The federalist option would prevail in a provincial referendum by 54,228 votes, out of more than 4.7 million cast – a head-on collision narrowly avoided, 50.6 per cent to 49.4 per cent.
In hindsight, it’s tempting to think of that night as Quebec sovereignty’s high-water mark; that then-premier Jacques Parizeau’s postreferendum night ascribing the “Yes” side’s loss to “money and ethnic votes” marked the beginning of a gentle but inexorable downward trajectory.
That’s a mistake. Recent revelations demonstrate just how ready Mr. Parizeau and his allies were for an affirmative answer to his famously muddled ballot question. The government of France and other nations had been solicited to immediately recognize Quebec as a country. In all likelihood, they would have done so.
As well, tens of billions of dollars in liquid assets had been stockpiled to forestall a bank run. The sovereigntists were serious about planning for the breakup of the federation. They still are.

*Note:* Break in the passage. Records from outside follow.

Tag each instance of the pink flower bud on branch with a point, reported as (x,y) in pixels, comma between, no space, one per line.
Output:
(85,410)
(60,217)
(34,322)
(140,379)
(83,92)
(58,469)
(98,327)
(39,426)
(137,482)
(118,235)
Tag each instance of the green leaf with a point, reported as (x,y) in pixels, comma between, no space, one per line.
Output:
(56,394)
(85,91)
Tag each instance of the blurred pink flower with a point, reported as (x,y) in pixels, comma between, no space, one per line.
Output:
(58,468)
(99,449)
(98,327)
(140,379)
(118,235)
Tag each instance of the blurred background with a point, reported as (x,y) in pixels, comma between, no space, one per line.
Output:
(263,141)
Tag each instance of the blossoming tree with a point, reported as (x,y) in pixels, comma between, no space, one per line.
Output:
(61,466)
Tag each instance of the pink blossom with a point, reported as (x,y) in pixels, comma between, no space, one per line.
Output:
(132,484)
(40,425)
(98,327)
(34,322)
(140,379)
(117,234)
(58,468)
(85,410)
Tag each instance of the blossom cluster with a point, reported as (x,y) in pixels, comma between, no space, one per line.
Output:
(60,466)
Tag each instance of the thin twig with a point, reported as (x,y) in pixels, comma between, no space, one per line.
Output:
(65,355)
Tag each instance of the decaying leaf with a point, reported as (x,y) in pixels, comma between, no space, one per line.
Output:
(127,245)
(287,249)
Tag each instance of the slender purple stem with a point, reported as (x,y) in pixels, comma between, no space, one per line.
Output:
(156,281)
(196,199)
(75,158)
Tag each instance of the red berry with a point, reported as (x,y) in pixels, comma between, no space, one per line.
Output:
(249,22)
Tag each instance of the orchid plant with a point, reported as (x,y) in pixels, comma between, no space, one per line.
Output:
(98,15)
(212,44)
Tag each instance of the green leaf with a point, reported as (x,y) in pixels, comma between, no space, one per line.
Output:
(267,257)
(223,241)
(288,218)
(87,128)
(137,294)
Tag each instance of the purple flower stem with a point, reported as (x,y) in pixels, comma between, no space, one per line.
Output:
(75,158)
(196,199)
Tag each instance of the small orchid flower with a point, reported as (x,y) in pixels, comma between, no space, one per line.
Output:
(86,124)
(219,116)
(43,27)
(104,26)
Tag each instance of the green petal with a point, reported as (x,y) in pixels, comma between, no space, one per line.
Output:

The best that can be said today is that waning support among younger voters has ushered the traditional standard-bearers of the sovereignty movement down the cul-de-sac that is ethnic nationalism. Pierre Karl Péladeau may well maintain the Parti Québécois’ disastrous course from the last provincial election and wreck his party on the shoals.
But others will pick up the cause and reinvent it; like other political currents, Quebec sovereignty has atomized. The absence of existential angst is easily mistaken for hopefulness, but an inconvenient fact remains: Quebec remains outside the constitutional fold, at least formally.
Two decades after the referendum the failed Meech Lake Accord begat, the historical wound has not fully mended.